The irrigation technician is expected to help the city monitor the water use to substantially reduce waste to save the LMDs $15,000 a year.

You won’t see the same maintenance workers necessarily. Instead, every time work is done in a specific LMD the municipal workers involved will fill out work time sheets. It is the same process that has been used to track the costs of all facets of maintenance in city parks and non LMD municipal landscaping for years.

The shifting of the jobs will save the general fund $350,000 a year. It was already factored into over $8 million in budget savings the council has cobbled together from leaving positions open, putting in place new charges for services where they legally can and restructuring operations. The city has at least another $2 million plus to cut for the current fiscal year.

Fant expects improvements
Fant believes that once the city gets involved in the day-to-day maintenance that residents will start seeing improvements especially in the effectiveness of how the LMDs are irrigated.

Up until last week, the majority of contractors who handled the LMDs were not based in Manteca. That meant they only went by the locations once a week. In doing so, they approached irrigation of the landscaping in overkill fashion as they didn’t want to risk plants dying if something went wrong.

Fant’s strategy is not only to have park crews keep a look out on the LMDs for problems when they may pass them en route to other jobs, but to eventually put in irrigation control systems that can monitor changes in pressure – the first tip off of a water line issue – and alert the department remotely at the Civic Center that there is a problem. It would allow problems to be addressed quickly and substantially reduce water use.

The city also will be devising new planting standards for future LMDs to comply with new rules being pushed by the state to reduce water consumption and over spray of irrigation water.

Ultimately, the city may look at some districts and make improvements in the design by changing out landscaping.

The city has been doing that for years to keep costs down in LMDs – especially ones that were underfunded when they were established.

One example is the Meadowlands LMD on East Louise Avenue off Pestana Avenue.
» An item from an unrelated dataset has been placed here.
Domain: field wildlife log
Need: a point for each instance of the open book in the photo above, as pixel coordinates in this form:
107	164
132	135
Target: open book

It had an abundance of annuals in the original design that proved to costly to maintain given the funding per parcel. The city changed out the design with perennials to provide color.

The LMD also had other changes to help landscaping mature in such a manner that will help reduce graffiti on sound walls.

“Not all LMDs were created equal,” Hall noted.

Many older ones were formed with assessments that didn’t allow enough for maintenance level of newer ones. The level of landscaping on California Classics/Diamond Oaks LMD across from Meadowlands is not as intense for that reason.

There are some districts where the grooming of plants was more formal. The city may – in the future – encourage growth that reduces maintenance levels.

In addition, there are a few instances where the city won’t be taking over 100 percent of the maintenance. Such is the case in the Woodward West LMD where a faux bridge crosses over a water feature.

Hall said the firm that handles the upkeep to make sure algae doesn’t form or cerate insect breeding grounds has a high level of expertise and is doing so at a cost the city couldn’t replicate.